ArcsinTransformer

The ArcsinTransformer() applies the arcsin transformation to numerical variables.

The arcsine transformation, also called arcsin square root transformation, or angular transformation, takes the form of arcsin(sqrt(x)) where x is a real number between 0 and 1.

The arcsin square root transformation helps in dealing with probabilities, percentages, and proportions.

The ArcsinTransformer() only works with numerical variables with values between 0 and 1. If the variable contains a value outside of this range, the transformer will raise an error.

Example

Let’s load the breast cancer dataset from scikit-learn and separate it into train and test sets.

import numpy as np
import pandas as pd
import matplotlib.pyplot as plt
from sklearn.model_selection import train_test_split
from sklearn.datasets import load_breast_cancer

from feature_engine import ArcsinTransformer

#Load dataset
breast_cancer = load_breast_cancer()
X = pd.DataFrame(breast_cancer.data, columns=breast_cancer.feature_names)
y = breast_cancer.target

# Separate data into train and test sets
X_train, X_test, y_train, y_test = train_test_split(X, y, random_state=0)
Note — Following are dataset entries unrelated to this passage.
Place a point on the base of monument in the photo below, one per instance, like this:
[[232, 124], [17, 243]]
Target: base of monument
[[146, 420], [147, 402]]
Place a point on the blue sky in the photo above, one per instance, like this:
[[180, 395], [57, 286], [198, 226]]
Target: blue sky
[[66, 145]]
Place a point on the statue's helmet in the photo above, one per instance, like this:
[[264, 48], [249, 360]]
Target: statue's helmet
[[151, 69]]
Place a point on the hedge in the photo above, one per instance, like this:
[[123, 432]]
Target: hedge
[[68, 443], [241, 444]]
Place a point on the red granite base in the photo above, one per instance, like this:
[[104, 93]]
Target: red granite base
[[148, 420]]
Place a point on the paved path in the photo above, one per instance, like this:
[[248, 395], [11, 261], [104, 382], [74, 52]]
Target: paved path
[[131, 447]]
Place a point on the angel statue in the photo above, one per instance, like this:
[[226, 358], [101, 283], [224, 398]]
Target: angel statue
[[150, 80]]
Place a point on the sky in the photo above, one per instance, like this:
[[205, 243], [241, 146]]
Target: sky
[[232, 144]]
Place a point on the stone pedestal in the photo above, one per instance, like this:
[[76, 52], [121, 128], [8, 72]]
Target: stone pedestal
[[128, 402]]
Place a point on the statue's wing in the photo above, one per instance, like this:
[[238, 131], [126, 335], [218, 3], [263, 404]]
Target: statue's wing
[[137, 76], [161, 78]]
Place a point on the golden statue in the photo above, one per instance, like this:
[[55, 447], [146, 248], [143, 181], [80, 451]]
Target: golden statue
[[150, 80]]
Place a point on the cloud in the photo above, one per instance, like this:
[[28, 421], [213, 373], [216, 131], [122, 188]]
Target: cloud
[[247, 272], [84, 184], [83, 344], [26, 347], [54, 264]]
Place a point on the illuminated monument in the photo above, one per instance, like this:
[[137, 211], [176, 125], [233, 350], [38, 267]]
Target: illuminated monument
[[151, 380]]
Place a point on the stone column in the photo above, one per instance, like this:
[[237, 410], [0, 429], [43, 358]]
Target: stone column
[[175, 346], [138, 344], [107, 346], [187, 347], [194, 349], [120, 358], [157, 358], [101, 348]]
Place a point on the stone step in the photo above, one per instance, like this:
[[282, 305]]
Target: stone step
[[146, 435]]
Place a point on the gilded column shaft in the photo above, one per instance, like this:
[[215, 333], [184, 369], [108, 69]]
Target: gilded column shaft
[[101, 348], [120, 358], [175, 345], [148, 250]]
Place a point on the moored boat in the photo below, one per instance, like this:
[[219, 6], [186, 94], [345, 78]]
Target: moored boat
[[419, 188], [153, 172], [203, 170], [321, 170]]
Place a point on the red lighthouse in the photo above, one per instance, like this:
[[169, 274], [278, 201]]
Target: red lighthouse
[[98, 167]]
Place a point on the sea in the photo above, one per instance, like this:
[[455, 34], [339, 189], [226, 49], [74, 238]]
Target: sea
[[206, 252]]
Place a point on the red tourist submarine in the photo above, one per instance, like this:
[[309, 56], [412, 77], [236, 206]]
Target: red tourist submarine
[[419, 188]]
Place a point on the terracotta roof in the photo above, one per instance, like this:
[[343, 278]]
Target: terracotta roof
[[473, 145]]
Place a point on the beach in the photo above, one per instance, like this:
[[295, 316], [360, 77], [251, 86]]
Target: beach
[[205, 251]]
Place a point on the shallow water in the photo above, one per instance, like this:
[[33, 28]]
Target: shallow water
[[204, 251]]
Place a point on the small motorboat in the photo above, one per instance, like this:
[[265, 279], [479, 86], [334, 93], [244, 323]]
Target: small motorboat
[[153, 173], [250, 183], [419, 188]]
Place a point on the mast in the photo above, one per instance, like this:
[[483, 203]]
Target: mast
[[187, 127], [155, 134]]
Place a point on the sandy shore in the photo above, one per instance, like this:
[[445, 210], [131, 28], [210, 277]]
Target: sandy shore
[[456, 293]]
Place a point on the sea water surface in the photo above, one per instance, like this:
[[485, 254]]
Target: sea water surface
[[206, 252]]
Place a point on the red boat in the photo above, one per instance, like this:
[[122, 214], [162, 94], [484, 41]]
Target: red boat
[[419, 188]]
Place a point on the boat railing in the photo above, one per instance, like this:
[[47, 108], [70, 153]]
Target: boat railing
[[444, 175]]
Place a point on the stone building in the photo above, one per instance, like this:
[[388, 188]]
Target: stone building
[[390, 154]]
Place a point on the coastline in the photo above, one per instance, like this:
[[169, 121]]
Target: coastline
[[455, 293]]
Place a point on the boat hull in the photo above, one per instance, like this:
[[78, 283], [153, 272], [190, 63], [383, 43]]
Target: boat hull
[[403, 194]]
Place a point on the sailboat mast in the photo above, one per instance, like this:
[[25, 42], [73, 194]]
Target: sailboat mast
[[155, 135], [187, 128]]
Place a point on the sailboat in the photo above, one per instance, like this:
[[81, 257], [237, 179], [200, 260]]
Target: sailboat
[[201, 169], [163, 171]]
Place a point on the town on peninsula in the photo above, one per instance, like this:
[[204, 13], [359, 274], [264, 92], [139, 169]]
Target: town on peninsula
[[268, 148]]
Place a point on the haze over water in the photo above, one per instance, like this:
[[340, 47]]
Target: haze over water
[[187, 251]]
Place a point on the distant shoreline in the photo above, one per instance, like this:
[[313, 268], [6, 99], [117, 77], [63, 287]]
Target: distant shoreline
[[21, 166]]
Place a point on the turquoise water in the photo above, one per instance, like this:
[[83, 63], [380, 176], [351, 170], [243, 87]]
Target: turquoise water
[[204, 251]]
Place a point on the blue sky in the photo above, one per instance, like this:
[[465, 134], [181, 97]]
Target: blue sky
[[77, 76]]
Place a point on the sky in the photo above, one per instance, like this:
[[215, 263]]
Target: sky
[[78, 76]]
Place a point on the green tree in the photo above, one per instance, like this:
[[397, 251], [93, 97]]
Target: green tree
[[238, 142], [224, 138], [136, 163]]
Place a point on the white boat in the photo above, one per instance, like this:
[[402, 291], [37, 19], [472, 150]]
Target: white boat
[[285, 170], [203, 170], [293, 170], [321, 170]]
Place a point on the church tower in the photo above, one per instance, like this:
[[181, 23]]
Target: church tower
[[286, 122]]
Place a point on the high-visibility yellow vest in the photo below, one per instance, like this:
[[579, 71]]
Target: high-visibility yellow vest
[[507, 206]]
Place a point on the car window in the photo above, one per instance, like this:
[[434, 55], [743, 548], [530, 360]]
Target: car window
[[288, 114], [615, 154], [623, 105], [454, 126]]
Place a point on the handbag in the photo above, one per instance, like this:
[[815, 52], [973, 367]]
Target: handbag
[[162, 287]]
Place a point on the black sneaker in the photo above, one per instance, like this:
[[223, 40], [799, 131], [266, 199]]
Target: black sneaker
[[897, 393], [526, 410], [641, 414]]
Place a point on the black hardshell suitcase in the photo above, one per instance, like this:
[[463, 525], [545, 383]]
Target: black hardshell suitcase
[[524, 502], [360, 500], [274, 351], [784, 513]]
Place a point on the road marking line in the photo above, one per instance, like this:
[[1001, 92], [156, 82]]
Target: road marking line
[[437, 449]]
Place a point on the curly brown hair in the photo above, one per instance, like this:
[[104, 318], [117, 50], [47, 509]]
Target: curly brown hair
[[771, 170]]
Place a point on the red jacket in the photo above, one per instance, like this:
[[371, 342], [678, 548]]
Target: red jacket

Now we want to apply the arcsin transformation to some of the variables in the dataframe. These variables values are in the range 0-1, as we will see in coming histograms.

First, let’s make a list with the variable names:

vars_ = [
  'mean compactness',
  'mean concavity',
  'mean concave points',
  'mean fractal dimension',
  'smoothness error',
  'compactness error',
  'concavity error',
  'concave points error',
  'symmetry error',
  'fractal dimension error',
  'worst symmetry',
  'worst fractal dimension']

Now, let’s set up the arscin transformer to modify only the previous variables:

# set up the arcsin transformer
tf = ArcsinTransformer(variables = vars_)

# fit the transformer
tf.fit(X_train)

The transformer does not learn any parameters when applying the fit method. It does check however that the variables are numericals and with the correct value range.

We can now go ahead and transform the variables:

# transform the data
train_t = tf.transform(X_train)
test_t = tf.transform(X_test)

And that’s it, now the variables have been transformed with the arscin formula.

Finally, let’s make a histogram for each of the original variables to examine their distribution:

# original variables
X_train[vars_].hist(figsize=(20,20))
../../_images/breast_cancer_raw.png

You can see in the previous image that many of the variables are skewed. Note however, that all variables had values between 0 and 1.

Now, let’s examine the distribution after the transformation:

# transformed variable
train_t[vars_].hist(figsize=(20,20))
../../_images/breast_cancer_arcsin.png

You can see in the previous image that many variables have after the transformation a more Gaussian looking shape.